He cannot escape from his horror, it is heartbreaking to see it and it is symbolic of a greater predicament. Like the orphan, America's armed forces are being drained by politicians tethering them to an impossible situation.

The war is lost and the signposts to retreat are clearly visible. It is not just the disputed death toll, it is not just the sheer terror of daily life, it is not just the sectarian strife, it is not even that the country is not functioning or that the Green Zone is surrounded by a Red Zone.

Nor is it because of images from an orphanage that contradict all the fine words mouthed in Washington's corridors of power. The day before the orphan images became available the United Nations released a damning report about the global refugee situation. Because of Iraq, the number of refigees showed an increase for the first time in five years.

This is where the defeat lies. More than 1,500 flee their homes in Iraq daily. In a country of 26 million, at least two million have sought refugee status outside its borders and another two million within. This is a hemorrhage.

In more ways than one, the lifeblood of Iraq is being drained away. The refugees are not leaving to indulge themselves in the comfort of another country. They are leaving, for the most part, for Syria and Jordan, the first safe havens they can find - but where life is miserable, a notch above unbearable. The Syrians and Jordanians try ro help but their own limited resources are stretched too thin.

The refugees are aware that their lives will be miserable. Even so, fathers and mothers bring their children to these refugee camps rather than endure another day in Baghdad or Fallujah.

Even taking this decision to escape carnage carries the risk of death. They have already gambled with their lives to get the precious assurance of exit - a valid passport. The most dangerous thing to do in the early part of the 21st Century is for a civilian to close their front door behind them in Baghdad.

There are different types of passports, but the most sought-after are the security-encoded "G" series, with digital numbers and watermarks. To acquire the paraphernalia of statehood, without a functioning state, involves queues and queuing, the daily staple of the suicide bomber. Refugees are willing to risk death to get out. The war is lost.

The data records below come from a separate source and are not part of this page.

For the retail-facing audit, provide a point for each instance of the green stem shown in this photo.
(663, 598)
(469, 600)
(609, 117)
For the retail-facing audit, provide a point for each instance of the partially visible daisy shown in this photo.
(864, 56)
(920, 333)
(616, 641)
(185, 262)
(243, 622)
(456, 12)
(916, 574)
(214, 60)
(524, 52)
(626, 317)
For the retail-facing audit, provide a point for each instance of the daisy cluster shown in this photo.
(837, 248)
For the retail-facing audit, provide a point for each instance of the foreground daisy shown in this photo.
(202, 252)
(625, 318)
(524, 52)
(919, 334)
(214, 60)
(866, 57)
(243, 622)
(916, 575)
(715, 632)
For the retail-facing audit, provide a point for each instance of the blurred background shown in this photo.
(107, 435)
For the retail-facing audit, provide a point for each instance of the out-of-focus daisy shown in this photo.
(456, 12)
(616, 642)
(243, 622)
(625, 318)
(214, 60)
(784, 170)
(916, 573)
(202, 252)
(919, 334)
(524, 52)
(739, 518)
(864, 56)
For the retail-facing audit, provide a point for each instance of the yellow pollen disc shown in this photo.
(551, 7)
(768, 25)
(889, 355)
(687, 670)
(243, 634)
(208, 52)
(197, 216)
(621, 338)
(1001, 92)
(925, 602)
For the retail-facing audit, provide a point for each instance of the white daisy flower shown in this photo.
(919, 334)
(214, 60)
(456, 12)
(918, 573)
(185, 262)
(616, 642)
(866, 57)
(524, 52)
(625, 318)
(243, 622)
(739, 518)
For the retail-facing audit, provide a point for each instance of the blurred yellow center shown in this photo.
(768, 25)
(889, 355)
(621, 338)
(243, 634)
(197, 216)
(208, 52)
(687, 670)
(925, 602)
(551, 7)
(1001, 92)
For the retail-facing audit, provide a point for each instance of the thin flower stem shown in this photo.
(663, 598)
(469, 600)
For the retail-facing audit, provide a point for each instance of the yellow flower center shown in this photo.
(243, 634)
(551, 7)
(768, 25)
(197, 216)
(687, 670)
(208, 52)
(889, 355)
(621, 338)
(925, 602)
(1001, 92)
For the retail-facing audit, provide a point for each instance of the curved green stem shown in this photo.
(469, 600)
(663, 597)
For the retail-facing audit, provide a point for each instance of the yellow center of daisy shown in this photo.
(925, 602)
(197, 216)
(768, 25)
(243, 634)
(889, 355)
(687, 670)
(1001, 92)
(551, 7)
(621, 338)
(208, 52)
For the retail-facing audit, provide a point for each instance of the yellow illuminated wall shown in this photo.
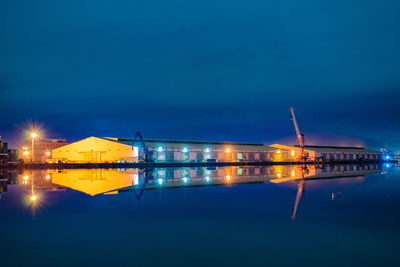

General David Petraeus, the new commander of U.S. forces, spoke of "encouraging signs" in Baghdad. The U.S. troop "surge" has allowed hundreds of families to return to homes abandoned in the face of sectarian attacks, he claimed.

But he was contradicted by the United Nations High Commissioner for Refugees, who said that they have no credible evidence of any family returning to homes from which they were forced to flee and staying there.

And so we have the incredible situation where the Americans have resolutely refused to do a body count of Iraqi deaths, but feel obliged to tell the world that they know of returning refugees because they have counted them.

The Americans, simply put, do not have the manpower to man every intersection. The police are infiltrated, the Iraqi army too. Yet still we are fed the mind-numbing nonsense that things are getting better, that a corner is being turned, that there is light. It is insulting to read it.

For the 2 million Iraqis in internal and external exile, to return means that they have a degree of confidence not just in the security forces but in their neighbours.

No foreign army can guarantee that. Iraq, or a form of it, will recover but not with an occupying army that is not in power nor with security services that are viewed with a deep degree of suspicion.

The retreat is already being planned; the refugees will continue to escape the consequences of "Shock and Awe." After more than $400 billion has been spent on destroying the lives of millions of people, the UNHCR has only received $35 million of the $60 million it pleads for to ease refugee suffering.

Victory has many fathers, but in the land where the mother of all battles was meant to be fought, we know the end is sight because of a starving orphan tied to a bed.